What happened is that I did such a good job, that in a report run last summer, 480 of the top 500 circulating titles at our library were DVDs. Yup. My purchasing was directly responsible for 96% of the circulated titles, and I did it with only 22½ percent of the total book budget.
For these reasons and more, I absolutely hated the idea of leaving the library. (Not the least of which was sharing laughs daily with co-workers and our patrons.) But financially, I had no choice. When you run out of choices, it’s easy to do the right thing.
My goal became to leave on the best of all possible terms. I want a place to come back to if the situation changes, or at the very least, after retirement. Shelving books two or three days a week just to get out of the house sounds nice.
I had no idea what leaving a job on good terms means. I’ve never voluntarily left a job before. At least not on good terms. I can do getting shit-canned. I can’t count the number of times I was shit-canned. I’ve let my temper get away and have quit in a huff. There’s not a single previous employer who would take me back, and I don’t blame them.
Leaving on good terms preserving the possibility of return? Totally uncharted territory.
Making it up as I went along, I worked my tail off these past two weeks. I went through everything at work, cleaned out the deadwood, reorganized all my stuff, even made all new file folders to replace the ratty ones I’d been using. I documented several parts of my job that nobody’s been cross-trained on—supplies ordering, DVD ordering, and DVD processing.
I even ordered all the DVDs through to the end of the fiscal year, eight weeks away. And went only $210 over budget. Easily covered by other surpluses.
Well that bit seems to have knocked the socks off everyone. They don’t know how they’ll get along without me. “Like this,” I said. “I wrote it all down for you.”

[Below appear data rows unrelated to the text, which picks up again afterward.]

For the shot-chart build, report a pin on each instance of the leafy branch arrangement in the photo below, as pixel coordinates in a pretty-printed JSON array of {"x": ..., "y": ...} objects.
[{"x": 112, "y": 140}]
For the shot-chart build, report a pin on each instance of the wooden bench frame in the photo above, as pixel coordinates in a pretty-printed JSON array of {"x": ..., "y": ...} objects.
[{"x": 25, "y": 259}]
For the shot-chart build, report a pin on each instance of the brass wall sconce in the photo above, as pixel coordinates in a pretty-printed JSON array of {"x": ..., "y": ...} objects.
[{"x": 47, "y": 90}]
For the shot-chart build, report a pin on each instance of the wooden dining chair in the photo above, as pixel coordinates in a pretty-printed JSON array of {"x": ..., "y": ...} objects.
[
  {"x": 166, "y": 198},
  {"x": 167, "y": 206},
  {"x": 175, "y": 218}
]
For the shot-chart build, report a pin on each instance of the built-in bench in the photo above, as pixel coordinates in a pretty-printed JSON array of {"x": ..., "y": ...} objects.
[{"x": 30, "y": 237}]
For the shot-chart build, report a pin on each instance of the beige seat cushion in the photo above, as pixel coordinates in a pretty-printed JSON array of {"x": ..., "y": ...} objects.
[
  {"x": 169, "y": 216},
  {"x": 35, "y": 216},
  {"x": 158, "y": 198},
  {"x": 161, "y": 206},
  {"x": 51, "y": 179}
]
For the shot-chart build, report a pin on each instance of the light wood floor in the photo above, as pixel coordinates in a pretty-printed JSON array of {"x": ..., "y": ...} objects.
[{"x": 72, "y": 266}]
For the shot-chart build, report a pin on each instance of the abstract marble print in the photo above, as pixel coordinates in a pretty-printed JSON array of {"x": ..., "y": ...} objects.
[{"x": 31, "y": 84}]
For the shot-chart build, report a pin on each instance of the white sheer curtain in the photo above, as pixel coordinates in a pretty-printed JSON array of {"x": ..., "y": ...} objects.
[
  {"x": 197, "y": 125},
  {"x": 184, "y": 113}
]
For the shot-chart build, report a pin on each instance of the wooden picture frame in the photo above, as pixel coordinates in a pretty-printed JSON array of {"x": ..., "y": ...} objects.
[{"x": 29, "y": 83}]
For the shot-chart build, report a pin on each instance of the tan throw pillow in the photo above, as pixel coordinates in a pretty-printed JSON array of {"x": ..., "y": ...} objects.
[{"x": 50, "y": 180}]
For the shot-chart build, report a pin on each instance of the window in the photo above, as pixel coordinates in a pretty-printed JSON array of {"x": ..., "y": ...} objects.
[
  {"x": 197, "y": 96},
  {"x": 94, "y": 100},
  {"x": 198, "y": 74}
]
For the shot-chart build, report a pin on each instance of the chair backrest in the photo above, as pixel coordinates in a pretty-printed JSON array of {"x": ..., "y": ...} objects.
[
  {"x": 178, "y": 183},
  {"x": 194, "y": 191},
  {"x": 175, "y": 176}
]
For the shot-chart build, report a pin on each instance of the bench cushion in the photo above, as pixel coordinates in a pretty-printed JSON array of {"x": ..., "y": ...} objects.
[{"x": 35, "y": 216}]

So when I locked my cabinet for the last time Thursday, everything was shipshape for my co-workers to handle things in the interim, and for my successor in about a month. Better organized than I kept it for myself, and no unfinished projects or crap lying about either.
On Saturday I’ll pull the Books by Bike trailer in the Little League parade for their season opening, then park it for a last time, leaving my badge and my keys on my boss’s desk.

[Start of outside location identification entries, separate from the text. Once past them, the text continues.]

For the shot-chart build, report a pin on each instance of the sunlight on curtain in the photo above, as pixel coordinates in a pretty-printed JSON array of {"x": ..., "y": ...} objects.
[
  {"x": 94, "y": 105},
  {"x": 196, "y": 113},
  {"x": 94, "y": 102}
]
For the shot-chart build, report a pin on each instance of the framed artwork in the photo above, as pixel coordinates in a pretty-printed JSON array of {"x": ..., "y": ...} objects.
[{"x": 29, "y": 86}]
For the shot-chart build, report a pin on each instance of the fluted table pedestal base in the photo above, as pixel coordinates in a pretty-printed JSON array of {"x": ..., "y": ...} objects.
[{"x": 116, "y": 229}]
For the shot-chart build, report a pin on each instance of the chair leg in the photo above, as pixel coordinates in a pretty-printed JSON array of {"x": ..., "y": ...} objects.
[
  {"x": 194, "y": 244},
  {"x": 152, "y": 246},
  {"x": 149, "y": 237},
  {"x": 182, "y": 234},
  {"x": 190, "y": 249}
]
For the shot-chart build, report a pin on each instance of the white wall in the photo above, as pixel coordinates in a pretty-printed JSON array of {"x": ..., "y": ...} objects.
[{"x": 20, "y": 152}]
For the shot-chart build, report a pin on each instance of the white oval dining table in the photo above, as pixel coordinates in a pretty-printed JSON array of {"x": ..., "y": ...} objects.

I told everyone I didn’t want the usual going-away party at bar or restaurant. That left open something at work. I arrived at work early on Thursday to take down my bike rack and clean out my locker. The table in the lunchroom was overflowing with gluten-free cookies. There was a card and gift as well.
First there was a coffee cup engraved, “Arnett Library Guy Bruce Wilbur”. For the “Library Guy” story, see this YouTube video from 2012.
In the cup, two rolls of quarters labeled “RPL Holds Kit”. Yep, 80 holds under the new 25¢ rate that I helped to implement. Those effing quarters are the best gift, since I’m also giving up the free holds benefit enjoyed by staff members. (I’ll have to start paying late fees too.)
On Monday morning, I start at the Parking Bureau. I’ll be working in the section that administers the ramp garages and permit parking areas of the city. And it administers the bike lockers in the ramp garages.
This is not without some anxiety. There’s the usual “What if it doesn’t work out?” worries. But also, it’s been 16 years since I’ve had to be to work before mid-afternoon. That’s going to be really different. It’ll be back to cubical-land, but that’s offset by floor-to-ceiling south-facing windows right outside my cubie.
There is potential for indoor parking in my cubie on nice days, but the office is carpeted. I doubt dropping slush all over it would be well tolerated. First thing, I’ll get myself on the waiting list for a bike locker in the garage.
And as I wrote almost two years ago in the entry about chapters in life, I’ll turn another page and get on with the story.